[v3,09/17] iommufd: Add IOMMU_HWPT_INVALIDATE

Message ID 20230724110406.107212-10-yi.l.liu@intel.com
State New
Headers
Series iommufd: Add nesting infrastructure |

Commit Message

Yi Liu July 24, 2023, 11:03 a.m. UTC
  In nested translation, the stage-1 page table is user-managed and used by
IOMMU hardware, so update of any present page table entry in the stage-1
page table should be followed with an IOTLB invalidation.

This adds IOMMU_HWPT_INVALIDATE for stage-1 IOTLB invalidation.

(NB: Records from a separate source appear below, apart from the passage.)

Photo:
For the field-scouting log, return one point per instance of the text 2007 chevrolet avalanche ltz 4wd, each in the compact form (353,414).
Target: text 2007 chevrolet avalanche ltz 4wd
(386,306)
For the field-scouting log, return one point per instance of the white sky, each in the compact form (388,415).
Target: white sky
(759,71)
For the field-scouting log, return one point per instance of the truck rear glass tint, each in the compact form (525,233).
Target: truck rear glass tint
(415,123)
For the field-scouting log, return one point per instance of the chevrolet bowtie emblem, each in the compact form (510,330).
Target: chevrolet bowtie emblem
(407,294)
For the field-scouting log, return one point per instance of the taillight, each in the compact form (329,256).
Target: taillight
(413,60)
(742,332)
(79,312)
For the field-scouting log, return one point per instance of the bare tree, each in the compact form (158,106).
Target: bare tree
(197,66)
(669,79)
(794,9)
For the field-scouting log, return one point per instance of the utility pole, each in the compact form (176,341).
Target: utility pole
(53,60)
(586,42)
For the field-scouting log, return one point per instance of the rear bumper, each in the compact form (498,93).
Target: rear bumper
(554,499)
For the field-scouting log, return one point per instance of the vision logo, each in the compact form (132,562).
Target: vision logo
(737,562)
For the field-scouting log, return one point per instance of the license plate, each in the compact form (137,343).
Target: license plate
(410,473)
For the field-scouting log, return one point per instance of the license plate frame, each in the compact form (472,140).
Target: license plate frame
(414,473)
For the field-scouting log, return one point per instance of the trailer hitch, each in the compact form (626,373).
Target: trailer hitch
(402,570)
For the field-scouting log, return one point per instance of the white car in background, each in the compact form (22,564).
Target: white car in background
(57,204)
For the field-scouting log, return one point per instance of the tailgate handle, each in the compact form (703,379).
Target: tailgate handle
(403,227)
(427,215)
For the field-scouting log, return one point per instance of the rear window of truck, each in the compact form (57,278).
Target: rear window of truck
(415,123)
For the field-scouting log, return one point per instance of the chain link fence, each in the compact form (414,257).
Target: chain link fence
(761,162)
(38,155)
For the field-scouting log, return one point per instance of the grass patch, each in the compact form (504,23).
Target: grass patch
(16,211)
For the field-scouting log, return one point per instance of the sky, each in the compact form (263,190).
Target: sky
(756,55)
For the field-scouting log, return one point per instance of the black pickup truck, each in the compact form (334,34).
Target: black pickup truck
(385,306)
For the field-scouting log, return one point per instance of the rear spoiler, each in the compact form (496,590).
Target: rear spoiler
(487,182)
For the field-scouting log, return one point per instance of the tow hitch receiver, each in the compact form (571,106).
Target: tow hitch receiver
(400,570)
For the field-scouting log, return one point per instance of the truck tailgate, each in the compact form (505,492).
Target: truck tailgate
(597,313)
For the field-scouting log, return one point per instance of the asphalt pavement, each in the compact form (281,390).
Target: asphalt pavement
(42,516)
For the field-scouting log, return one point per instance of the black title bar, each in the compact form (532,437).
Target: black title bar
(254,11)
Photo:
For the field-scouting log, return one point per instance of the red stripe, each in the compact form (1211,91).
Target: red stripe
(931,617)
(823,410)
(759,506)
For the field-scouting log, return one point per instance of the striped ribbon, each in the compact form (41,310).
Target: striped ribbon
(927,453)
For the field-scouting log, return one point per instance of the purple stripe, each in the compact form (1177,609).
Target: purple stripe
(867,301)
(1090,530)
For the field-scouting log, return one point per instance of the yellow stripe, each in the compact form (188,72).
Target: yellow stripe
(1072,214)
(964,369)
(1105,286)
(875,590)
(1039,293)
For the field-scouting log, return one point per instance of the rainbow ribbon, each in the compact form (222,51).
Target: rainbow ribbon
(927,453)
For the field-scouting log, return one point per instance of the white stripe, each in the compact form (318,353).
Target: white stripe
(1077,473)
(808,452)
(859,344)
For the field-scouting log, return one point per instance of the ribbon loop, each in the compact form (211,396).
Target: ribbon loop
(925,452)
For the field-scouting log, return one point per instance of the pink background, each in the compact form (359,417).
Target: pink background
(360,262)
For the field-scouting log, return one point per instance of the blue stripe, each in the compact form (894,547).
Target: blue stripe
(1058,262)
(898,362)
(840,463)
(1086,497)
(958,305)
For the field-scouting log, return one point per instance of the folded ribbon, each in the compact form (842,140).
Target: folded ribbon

Co-developed-by: Nicolin Chen <nicolinc@nvidia.com>
Signed-off-by: Nicolin Chen <nicolinc@nvidia.com>
Signed-off-by: Yi Liu <yi.l.liu@intel.com>
---
 drivers/iommu/iommufd/hw_pagetable.c    | 45 +++++++++++++++++++++++++
 drivers/iommu/iommufd/iommufd_private.h |  9 +++++
 drivers/iommu/iommufd/main.c            |  3 ++
 include/uapi/linux/iommufd.h            | 22 ++++++++++++
 4 files changed, 79 insertions(+)
  

Comments

Jason Gunthorpe July 28, 2023, 6:02 p.m. UTC | #1
On Mon, Jul 24, 2023 at 04:03:58AM -0700, Yi Liu wrote:
> In nested translation, the stage-1 page table is user-managed and used by
> IOMMU hardware, so update of any present page table entry in the stage-1
> page table should be followed with an IOTLB invalidation.
> 
> This adds IOMMU_HWPT_INVALIDATE for stage-1 IOTLB invalidation.
> 
> Co-developed-by: Nicolin Chen <nicolinc@nvidia.com>
> Signed-off-by: Nicolin Chen <nicolinc@nvidia.com>
> Signed-off-by: Yi Liu <yi.l.liu@intel.com>
> ---
>  drivers/iommu/iommufd/hw_pagetable.c    | 45 +++++++++++++++++++++++++
>  drivers/iommu/iommufd/iommufd_private.h |  9 +++++
>  drivers/iommu/iommufd/main.c            |  3 ++
>  include/uapi/linux/iommufd.h            | 22 ++++++++++++
>  4 files changed, 79 insertions(+)
> 
> diff --git a/drivers/iommu/iommufd/hw_pagetable.c b/drivers/iommu/iommufd/hw_pagetable.c
> index 97e4114226de..9064e6d181b4 100644
> --- a/drivers/iommu/iommufd/hw_pagetable.c
> +++ b/drivers/iommu/iommufd/hw_pagetable.c
> @@ -286,3 +286,48 @@ int iommufd_hwpt_alloc(struct iommufd_ucmd *ucmd)
>  	iommufd_put_object(&idev->obj);
>  	return rc;
>  }
> +
> +int iommufd_hwpt_invalidate(struct iommufd_ucmd *ucmd)
> +{
> +	struct iommu_hwpt_invalidate *cmd = ucmd->cmd;
> +	struct iommufd_hw_pagetable *hwpt;
> +	u32 user_data_len, klen;
> +	u64 user_ptr;
> +	int rc = 0;
> +
> +	if (!cmd->data_len || cmd->__reserved)
> +		return -EOPNOTSUPP;
> +
> +	hwpt = iommufd_get_hwpt(ucmd, cmd->hwpt_id);
> +	if (IS_ERR(hwpt))
> +		return PTR_ERR(hwpt);
> +
> +	/* Do not allow any kernel-managed hw_pagetable */
> +	if (!hwpt->parent) {

I don't think this is needed because:

> +		rc = -EINVAL;
> +		goto out_put_hwpt;
> +	}
> +
> +	klen = hwpt->domain->ops->cache_invalidate_user_data_len;
> +	if (!hwpt->domain->ops->cache_invalidate_user || !klen) {
> +		rc = -EOPNOTSUPP;

We need to get to a place where the drivers are providing proper ops
for the domains, so this op should never exist for a paging domain.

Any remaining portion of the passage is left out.